|Year : 2016 | Volume
| Issue : 3 | Page : 48-50
Percutaneous retrieval of a dislodged watchman left atrial appendage closure device
Jiangtao Yu1, Shaofeng Guan2, Manuela Muenzel1, Erich Duenninger1
1 Department of Cardiology, Helmut-G.-Walther Klinikum, The Second Hospital, Lichtenfels, Germany
2 Department of Cardiology, Shanghai Chest Hospital, Shanghai, PR China
|Date of Web Publication||26-Dec-2018|
Prof. Jiangtao Yu
Department of Cardiology, Helmut-G.-Walter Klinikum, The Second Hospital, Lichtenfels
Source of Support: None, Conflict of Interest: None
A 46-year-old female underwent left atrial appendage closure (LAAC) with a Watchman LAAC device. During the procedure, the device embolized into the descending aorta. A new device was implanted to the left atrial appendage complete the closure. The displaced device was successfully snared and removed by Amplatz Goose Neck™ Snare Kit. The patient recovered well and suffered from no clinical sequelae.

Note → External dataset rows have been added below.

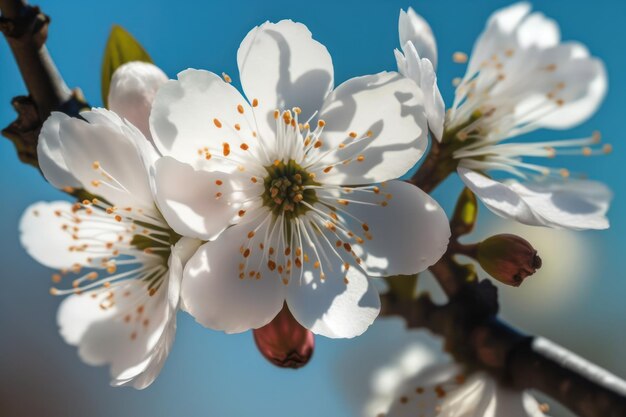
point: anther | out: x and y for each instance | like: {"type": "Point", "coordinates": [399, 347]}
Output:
{"type": "Point", "coordinates": [459, 57]}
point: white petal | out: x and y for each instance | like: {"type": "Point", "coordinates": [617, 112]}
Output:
{"type": "Point", "coordinates": [498, 35]}
{"type": "Point", "coordinates": [572, 204]}
{"type": "Point", "coordinates": [104, 155]}
{"type": "Point", "coordinates": [538, 80]}
{"type": "Point", "coordinates": [421, 71]}
{"type": "Point", "coordinates": [192, 202]}
{"type": "Point", "coordinates": [50, 156]}
{"type": "Point", "coordinates": [408, 235]}
{"type": "Point", "coordinates": [513, 403]}
{"type": "Point", "coordinates": [200, 111]}
{"type": "Point", "coordinates": [218, 298]}
{"type": "Point", "coordinates": [44, 236]}
{"type": "Point", "coordinates": [414, 28]}
{"type": "Point", "coordinates": [143, 374]}
{"type": "Point", "coordinates": [120, 335]}
{"type": "Point", "coordinates": [133, 88]}
{"type": "Point", "coordinates": [282, 66]}
{"type": "Point", "coordinates": [332, 307]}
{"type": "Point", "coordinates": [390, 108]}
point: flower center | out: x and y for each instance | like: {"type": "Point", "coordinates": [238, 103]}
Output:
{"type": "Point", "coordinates": [287, 186]}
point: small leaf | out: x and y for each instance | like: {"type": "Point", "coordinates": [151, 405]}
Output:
{"type": "Point", "coordinates": [465, 214]}
{"type": "Point", "coordinates": [121, 48]}
{"type": "Point", "coordinates": [403, 286]}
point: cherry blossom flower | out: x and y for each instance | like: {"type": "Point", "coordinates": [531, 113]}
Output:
{"type": "Point", "coordinates": [415, 377]}
{"type": "Point", "coordinates": [304, 174]}
{"type": "Point", "coordinates": [418, 61]}
{"type": "Point", "coordinates": [522, 77]}
{"type": "Point", "coordinates": [443, 388]}
{"type": "Point", "coordinates": [124, 262]}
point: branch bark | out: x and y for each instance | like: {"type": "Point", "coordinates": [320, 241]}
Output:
{"type": "Point", "coordinates": [474, 335]}
{"type": "Point", "coordinates": [468, 322]}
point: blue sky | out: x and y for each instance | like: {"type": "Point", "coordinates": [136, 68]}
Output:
{"type": "Point", "coordinates": [208, 372]}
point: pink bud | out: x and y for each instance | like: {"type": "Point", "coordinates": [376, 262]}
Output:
{"type": "Point", "coordinates": [284, 342]}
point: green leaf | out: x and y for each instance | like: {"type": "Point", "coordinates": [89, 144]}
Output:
{"type": "Point", "coordinates": [403, 286]}
{"type": "Point", "coordinates": [121, 48]}
{"type": "Point", "coordinates": [465, 214]}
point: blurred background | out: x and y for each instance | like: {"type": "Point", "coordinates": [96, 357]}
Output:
{"type": "Point", "coordinates": [576, 299]}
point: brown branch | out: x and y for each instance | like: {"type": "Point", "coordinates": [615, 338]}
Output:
{"type": "Point", "coordinates": [474, 336]}
{"type": "Point", "coordinates": [26, 30]}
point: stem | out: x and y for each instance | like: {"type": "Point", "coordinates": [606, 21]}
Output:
{"type": "Point", "coordinates": [476, 337]}
{"type": "Point", "coordinates": [26, 30]}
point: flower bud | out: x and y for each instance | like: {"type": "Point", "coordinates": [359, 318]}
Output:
{"type": "Point", "coordinates": [508, 258]}
{"type": "Point", "coordinates": [284, 342]}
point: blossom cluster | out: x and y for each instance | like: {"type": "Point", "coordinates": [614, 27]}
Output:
{"type": "Point", "coordinates": [232, 206]}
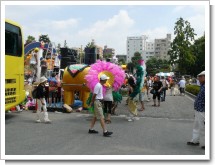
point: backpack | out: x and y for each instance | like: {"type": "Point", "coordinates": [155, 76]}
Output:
{"type": "Point", "coordinates": [34, 93]}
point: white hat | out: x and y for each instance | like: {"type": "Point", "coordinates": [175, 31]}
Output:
{"type": "Point", "coordinates": [202, 73]}
{"type": "Point", "coordinates": [104, 77]}
{"type": "Point", "coordinates": [43, 79]}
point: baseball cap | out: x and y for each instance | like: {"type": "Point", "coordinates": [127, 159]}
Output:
{"type": "Point", "coordinates": [104, 77]}
{"type": "Point", "coordinates": [202, 73]}
{"type": "Point", "coordinates": [43, 79]}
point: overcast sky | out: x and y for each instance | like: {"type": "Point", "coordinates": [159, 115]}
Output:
{"type": "Point", "coordinates": [107, 24]}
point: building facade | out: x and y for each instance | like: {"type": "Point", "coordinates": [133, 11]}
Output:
{"type": "Point", "coordinates": [162, 46]}
{"type": "Point", "coordinates": [135, 44]}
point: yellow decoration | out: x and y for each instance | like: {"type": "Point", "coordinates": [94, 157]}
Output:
{"type": "Point", "coordinates": [109, 74]}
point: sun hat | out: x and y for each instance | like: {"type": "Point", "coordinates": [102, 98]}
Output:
{"type": "Point", "coordinates": [202, 73]}
{"type": "Point", "coordinates": [43, 79]}
{"type": "Point", "coordinates": [104, 77]}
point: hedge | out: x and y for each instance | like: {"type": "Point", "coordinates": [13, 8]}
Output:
{"type": "Point", "coordinates": [193, 89]}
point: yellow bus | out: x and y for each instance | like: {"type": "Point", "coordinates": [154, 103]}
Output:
{"type": "Point", "coordinates": [14, 65]}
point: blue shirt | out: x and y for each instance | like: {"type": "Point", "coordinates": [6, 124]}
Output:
{"type": "Point", "coordinates": [199, 104]}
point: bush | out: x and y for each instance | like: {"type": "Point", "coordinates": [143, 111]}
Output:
{"type": "Point", "coordinates": [194, 89]}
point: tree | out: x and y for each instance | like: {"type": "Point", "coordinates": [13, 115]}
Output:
{"type": "Point", "coordinates": [29, 40]}
{"type": "Point", "coordinates": [155, 65]}
{"type": "Point", "coordinates": [180, 51]}
{"type": "Point", "coordinates": [135, 59]}
{"type": "Point", "coordinates": [130, 67]}
{"type": "Point", "coordinates": [44, 38]}
{"type": "Point", "coordinates": [198, 49]}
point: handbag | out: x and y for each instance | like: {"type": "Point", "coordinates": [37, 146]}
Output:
{"type": "Point", "coordinates": [152, 91]}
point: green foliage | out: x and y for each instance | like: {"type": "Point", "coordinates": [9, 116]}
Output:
{"type": "Point", "coordinates": [193, 89]}
{"type": "Point", "coordinates": [122, 62]}
{"type": "Point", "coordinates": [180, 51]}
{"type": "Point", "coordinates": [136, 58]}
{"type": "Point", "coordinates": [130, 67]}
{"type": "Point", "coordinates": [198, 49]}
{"type": "Point", "coordinates": [155, 65]}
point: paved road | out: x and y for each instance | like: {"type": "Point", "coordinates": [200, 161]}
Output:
{"type": "Point", "coordinates": [161, 130]}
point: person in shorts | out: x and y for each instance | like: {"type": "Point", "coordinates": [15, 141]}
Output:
{"type": "Point", "coordinates": [96, 101]}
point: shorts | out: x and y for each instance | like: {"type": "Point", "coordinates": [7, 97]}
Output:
{"type": "Point", "coordinates": [98, 110]}
{"type": "Point", "coordinates": [141, 96]}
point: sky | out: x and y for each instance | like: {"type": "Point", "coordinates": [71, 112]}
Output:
{"type": "Point", "coordinates": [107, 24]}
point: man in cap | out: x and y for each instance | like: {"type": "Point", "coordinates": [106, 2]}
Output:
{"type": "Point", "coordinates": [97, 99]}
{"type": "Point", "coordinates": [199, 122]}
{"type": "Point", "coordinates": [41, 101]}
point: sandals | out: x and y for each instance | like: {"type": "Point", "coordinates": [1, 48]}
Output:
{"type": "Point", "coordinates": [107, 121]}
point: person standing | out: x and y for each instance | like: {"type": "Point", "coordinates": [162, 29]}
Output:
{"type": "Point", "coordinates": [41, 101]}
{"type": "Point", "coordinates": [96, 101]}
{"type": "Point", "coordinates": [165, 84]}
{"type": "Point", "coordinates": [43, 65]}
{"type": "Point", "coordinates": [52, 89]}
{"type": "Point", "coordinates": [157, 86]}
{"type": "Point", "coordinates": [182, 84]}
{"type": "Point", "coordinates": [198, 136]}
{"type": "Point", "coordinates": [108, 101]}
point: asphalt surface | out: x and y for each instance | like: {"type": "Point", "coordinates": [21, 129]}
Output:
{"type": "Point", "coordinates": [162, 130]}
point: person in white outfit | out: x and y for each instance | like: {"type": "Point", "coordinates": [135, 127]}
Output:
{"type": "Point", "coordinates": [182, 84]}
{"type": "Point", "coordinates": [41, 102]}
{"type": "Point", "coordinates": [198, 134]}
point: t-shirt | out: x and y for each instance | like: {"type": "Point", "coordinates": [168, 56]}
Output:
{"type": "Point", "coordinates": [157, 85]}
{"type": "Point", "coordinates": [182, 83]}
{"type": "Point", "coordinates": [108, 95]}
{"type": "Point", "coordinates": [33, 58]}
{"type": "Point", "coordinates": [98, 91]}
{"type": "Point", "coordinates": [52, 83]}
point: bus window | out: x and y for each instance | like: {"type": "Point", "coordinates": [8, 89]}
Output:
{"type": "Point", "coordinates": [13, 46]}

Keywords: Displacement, embolization, left atrial appendage closure, percutaneous retrieval
|How to cite this article:|
Yu J, Guan S, Muenzel M, Duenninger E. Percutaneous retrieval of a dislodged watchman left atrial appendage closure device. Cardiol Plus 2016;1:48-50
| Case Report|| |
A 46-year-old female with a history of persistent atrial fibrillation (CHA2DS2-VASc score 3) underwent left atrial appendage closure (LAAC) with a Watchman® left atrial appendage (LAA) closure device. Pulmonary vein isolation was performed 4 months prior and atrial fibrillation was still documented. Bleeding and transfusion occurred during warfarin treatment due to chronic gastritis. The patient refused to remain on long-term warfarin therapy (HAS-BLED score 3) and agreed to undergo percutaneous LAAC with the Watchman device.
Transesophageal echocardiography (TEE) revealed an LAA ostial diameter of 21 mm and a length of 26 mm before the procedure. After transseptal puncture, a pigtail catheter was positioned in the LAA. A Double-Curve Watchman Access Sheath was then tracked over the pigtail into the LAA. The LAA anatomy was a “chicken wing” with a wide ostium. After numerous TEE measurements of the LAA were made following the standard protocol, the first LAA closure device (Watchman, 24 mm) was inserted into the anterior-lateral direction and then released. This device was damaged during a recapture and the second (new) LAA closure device (24 mm) was then inserted via a posterior-lateral direction and deployed. A Timed Up and Go (TUG) test was then performed to confirm stability of the device and showed acceptable position with good stability, and the device was released. However, shortly after the release, the device embolized from LAA, traveled through the left atrium and mitral valve and into the descending aorta, coming to rest near the renal artery [Figure 1]. The third new LAA closure device (Watchman, 24 mm) was subsequently inserted in anterior-lateral direction and deployed without recapture. Echocardiography and angiography showed complete occlusion of the LAA with good compression and stability and the device was then released [Figure 2].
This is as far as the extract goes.